Mavrides came to the BOE’s attention because of the board’s own blunder. He says that while filing his 1990 sales tax returns, “I put down that I made $14,000 in what I believed to be exempt royalties, mostly from comic work, some of it for prose work and out-of-state work.” (He also sold some piecework illustrations for which he paid sales tax.) A few weeks went by, and the BOE sent Mavrides a letter asking him to explain the exempt $94,000. Someone at the board had typed a nine instead of a one.

But Bessent says comics are both literature and a commodity–and as a commodity they’re taxable.

The ACLU’s position is that illustrations (i.e., Nast, Herblock, Doonesbury) enjoy the same freedom-of-speech protections as text. A taxing scheme that burdens the first but not the second makes an unconstitutional distinction based on content. Furthermore, says an ACLU brief, “any regulation which differentiates between text and illustrations creates a false dichotomy.” To suggest how silly this distinction can be, the brief cites Dr. Seuss.

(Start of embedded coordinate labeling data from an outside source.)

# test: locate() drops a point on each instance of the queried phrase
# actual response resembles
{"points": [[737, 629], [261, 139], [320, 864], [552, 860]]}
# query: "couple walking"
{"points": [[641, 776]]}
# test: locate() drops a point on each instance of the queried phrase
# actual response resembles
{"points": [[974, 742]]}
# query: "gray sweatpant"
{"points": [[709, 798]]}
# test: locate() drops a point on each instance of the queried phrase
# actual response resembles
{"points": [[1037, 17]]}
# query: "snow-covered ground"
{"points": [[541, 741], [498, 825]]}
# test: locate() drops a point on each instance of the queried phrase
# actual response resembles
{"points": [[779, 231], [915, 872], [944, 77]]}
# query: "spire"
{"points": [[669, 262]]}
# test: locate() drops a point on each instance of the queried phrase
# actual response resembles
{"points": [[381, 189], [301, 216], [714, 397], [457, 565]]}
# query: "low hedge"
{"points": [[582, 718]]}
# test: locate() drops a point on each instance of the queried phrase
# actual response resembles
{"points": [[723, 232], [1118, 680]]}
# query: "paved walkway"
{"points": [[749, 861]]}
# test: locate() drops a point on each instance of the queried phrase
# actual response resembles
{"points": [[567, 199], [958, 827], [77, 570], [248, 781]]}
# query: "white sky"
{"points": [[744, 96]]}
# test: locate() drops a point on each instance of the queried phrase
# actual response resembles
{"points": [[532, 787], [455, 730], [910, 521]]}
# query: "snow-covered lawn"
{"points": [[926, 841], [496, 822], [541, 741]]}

The publishers of California seem to regard Mavrides as too much of a fringe figure to line up alongside, no matter how clearly it’s in their interests that he prevail. Even Newcombe wasn’t sure just what it is he does. “The nature of my work has been political and social commentary,” Mavrides says. “If I have wandered into sex it’s to comment on that. In the world of comics I am somewhat fringe. I have some respect, but I’m not producing SpiderMan or any widely popular characters.”